What does this mean to me as their teacher? Do I have a voice? Now that my students are using their blogs to learn and engage in discussions, shouldn't I also use my own blog to write about topics that I care about? Shouldn't I use my blog to learn more about the things that interest me? What if, in the community of grade eight students writing about social justice, I started researching a related topic and proceeded to learn right in front of them? What if I entered their conversation with my own research, my own questions, doubts, feelings. What if I used this community to learn more about the history behind Darfur, for example? How would they respond if I did that?"
And that is how it ends. I wanted to share this note here because it shows the beginning of my realization that the teacher's switch to the role of the facilitator is only the first step in an online community of learners. The reason why I think this is an important piece of the puzzle in my study is because it hints at more than the need to become a facilitator. When the community emerges and begins to sustain itself through the combined efforts of its student participants, the role of the teacher needs to change again. The facilitator needs to become a contributor, one of the learners. This is not to say that guiding and assisting are no longer needed. They still are, but a teacher cannot fully enter the community if he keeps looking at it through the lens of facilitation.

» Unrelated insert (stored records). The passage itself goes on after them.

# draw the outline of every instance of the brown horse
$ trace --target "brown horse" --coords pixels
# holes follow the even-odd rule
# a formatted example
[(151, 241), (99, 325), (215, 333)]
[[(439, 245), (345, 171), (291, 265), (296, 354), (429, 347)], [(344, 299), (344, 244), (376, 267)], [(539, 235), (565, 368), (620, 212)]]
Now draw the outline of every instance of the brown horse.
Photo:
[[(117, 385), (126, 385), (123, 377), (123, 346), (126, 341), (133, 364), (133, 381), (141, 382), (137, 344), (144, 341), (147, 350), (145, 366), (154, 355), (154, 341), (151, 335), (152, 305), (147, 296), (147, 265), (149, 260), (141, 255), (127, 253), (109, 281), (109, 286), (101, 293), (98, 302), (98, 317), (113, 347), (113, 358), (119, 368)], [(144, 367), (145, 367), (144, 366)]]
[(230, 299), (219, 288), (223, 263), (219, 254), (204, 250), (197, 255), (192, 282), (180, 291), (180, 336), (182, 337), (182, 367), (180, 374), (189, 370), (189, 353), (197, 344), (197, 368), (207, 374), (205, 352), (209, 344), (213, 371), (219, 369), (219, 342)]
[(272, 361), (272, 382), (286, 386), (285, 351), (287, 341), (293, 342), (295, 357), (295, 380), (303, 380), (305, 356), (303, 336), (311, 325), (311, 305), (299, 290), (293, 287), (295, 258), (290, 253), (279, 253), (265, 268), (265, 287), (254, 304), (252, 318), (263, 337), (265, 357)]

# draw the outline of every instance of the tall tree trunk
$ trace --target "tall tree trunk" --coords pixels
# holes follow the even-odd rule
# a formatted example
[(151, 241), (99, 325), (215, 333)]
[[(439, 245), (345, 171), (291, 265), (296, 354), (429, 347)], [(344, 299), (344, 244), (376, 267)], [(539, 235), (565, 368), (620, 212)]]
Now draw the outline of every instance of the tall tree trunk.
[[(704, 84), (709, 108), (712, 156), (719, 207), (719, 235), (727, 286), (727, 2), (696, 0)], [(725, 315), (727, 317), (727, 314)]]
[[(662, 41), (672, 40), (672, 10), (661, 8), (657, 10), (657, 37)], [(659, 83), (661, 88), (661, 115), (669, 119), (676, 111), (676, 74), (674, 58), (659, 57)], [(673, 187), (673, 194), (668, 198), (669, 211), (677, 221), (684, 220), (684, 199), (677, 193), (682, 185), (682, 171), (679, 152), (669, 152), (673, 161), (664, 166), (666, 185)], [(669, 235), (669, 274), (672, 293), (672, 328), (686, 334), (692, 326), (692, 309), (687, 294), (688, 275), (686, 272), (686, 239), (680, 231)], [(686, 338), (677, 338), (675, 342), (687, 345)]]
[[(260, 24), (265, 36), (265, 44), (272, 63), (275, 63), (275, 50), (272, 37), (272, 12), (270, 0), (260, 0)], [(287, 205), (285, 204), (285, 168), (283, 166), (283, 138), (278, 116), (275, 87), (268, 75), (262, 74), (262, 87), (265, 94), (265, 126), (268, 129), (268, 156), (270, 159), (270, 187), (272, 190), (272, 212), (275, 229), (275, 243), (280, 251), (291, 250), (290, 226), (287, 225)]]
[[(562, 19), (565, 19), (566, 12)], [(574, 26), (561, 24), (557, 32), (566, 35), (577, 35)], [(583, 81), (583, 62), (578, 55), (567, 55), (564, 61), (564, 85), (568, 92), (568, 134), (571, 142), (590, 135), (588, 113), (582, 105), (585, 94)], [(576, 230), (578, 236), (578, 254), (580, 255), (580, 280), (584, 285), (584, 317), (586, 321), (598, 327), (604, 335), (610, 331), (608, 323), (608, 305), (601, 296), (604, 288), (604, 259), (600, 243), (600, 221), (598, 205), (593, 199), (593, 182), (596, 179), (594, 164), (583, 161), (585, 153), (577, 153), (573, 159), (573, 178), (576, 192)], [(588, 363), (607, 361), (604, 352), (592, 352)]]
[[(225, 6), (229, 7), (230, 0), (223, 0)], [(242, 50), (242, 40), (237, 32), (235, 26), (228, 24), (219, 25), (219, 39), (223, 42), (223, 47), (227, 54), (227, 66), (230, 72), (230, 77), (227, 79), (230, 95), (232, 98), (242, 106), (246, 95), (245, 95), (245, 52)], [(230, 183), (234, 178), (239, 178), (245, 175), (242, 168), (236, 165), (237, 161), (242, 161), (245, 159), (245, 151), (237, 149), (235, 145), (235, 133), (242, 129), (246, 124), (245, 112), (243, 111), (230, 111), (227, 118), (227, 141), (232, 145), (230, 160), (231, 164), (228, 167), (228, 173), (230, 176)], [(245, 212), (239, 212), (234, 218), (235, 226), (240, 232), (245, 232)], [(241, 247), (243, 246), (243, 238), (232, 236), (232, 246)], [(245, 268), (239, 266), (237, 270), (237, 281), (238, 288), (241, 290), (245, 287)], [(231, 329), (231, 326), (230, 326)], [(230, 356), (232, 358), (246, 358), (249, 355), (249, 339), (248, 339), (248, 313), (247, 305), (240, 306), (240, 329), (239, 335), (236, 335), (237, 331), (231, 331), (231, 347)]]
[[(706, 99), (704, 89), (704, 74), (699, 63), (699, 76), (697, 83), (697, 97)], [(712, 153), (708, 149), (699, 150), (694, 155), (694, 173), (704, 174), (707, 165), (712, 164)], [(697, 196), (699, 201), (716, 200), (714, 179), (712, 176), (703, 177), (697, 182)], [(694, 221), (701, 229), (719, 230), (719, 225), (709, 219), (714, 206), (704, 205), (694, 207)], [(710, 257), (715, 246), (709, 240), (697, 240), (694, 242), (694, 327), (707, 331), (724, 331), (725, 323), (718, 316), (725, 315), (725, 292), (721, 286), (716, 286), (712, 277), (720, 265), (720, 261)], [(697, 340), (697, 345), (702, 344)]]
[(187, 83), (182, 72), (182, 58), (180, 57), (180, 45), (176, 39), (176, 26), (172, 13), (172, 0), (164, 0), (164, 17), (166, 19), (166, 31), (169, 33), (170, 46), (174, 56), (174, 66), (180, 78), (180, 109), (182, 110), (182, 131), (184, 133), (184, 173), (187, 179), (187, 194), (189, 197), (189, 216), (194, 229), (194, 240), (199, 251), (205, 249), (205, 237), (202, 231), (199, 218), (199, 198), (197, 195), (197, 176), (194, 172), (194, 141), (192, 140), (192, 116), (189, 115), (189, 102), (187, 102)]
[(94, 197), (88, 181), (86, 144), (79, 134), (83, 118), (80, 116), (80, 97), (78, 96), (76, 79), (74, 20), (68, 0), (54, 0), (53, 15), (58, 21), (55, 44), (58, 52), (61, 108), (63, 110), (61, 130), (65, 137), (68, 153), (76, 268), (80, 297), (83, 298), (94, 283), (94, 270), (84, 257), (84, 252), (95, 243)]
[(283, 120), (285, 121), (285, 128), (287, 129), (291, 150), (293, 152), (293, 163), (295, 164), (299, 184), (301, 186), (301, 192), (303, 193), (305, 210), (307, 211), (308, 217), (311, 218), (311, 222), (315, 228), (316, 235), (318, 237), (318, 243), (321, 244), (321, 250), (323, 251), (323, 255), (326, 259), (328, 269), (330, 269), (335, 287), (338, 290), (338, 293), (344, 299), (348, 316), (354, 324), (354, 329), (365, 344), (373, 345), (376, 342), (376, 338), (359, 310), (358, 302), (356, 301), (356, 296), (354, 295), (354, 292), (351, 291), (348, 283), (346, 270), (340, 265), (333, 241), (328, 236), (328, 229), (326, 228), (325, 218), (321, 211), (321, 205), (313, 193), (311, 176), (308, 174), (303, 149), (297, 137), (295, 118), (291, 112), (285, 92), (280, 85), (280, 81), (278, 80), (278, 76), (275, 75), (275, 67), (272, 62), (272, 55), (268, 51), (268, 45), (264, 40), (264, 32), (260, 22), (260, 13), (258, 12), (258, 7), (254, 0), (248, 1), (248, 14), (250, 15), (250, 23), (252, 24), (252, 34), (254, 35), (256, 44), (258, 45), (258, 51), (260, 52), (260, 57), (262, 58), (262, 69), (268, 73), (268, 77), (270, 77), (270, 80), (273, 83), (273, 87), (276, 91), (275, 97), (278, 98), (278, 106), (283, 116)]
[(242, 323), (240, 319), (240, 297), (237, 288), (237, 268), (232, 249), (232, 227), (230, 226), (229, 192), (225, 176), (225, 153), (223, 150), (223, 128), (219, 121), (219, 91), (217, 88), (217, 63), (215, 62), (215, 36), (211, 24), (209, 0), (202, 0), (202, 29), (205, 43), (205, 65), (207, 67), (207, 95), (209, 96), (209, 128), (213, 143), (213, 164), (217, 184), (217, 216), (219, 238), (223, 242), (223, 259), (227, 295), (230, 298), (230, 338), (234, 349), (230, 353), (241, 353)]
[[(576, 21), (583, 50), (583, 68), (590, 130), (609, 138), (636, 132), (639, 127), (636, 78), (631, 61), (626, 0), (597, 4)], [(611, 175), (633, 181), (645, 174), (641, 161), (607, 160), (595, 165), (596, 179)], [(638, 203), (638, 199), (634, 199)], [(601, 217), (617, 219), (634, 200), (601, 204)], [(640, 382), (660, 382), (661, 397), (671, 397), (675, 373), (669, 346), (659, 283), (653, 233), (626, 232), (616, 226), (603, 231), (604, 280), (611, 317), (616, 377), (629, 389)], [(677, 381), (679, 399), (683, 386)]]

This realization helped me come to the conclusion that in the process of helping my students acquire individual and unique voices, in helping them become independent learners working through and with dialogic connections, I lost my own personal voice. Of course, my teacher voice was very much present but my own personal voice was missing. How ironic - I was dedicated to helping my students become more expressive, to teaching them that true writing comes from within, and yet I myself chose to cling to my professional, adopted voice.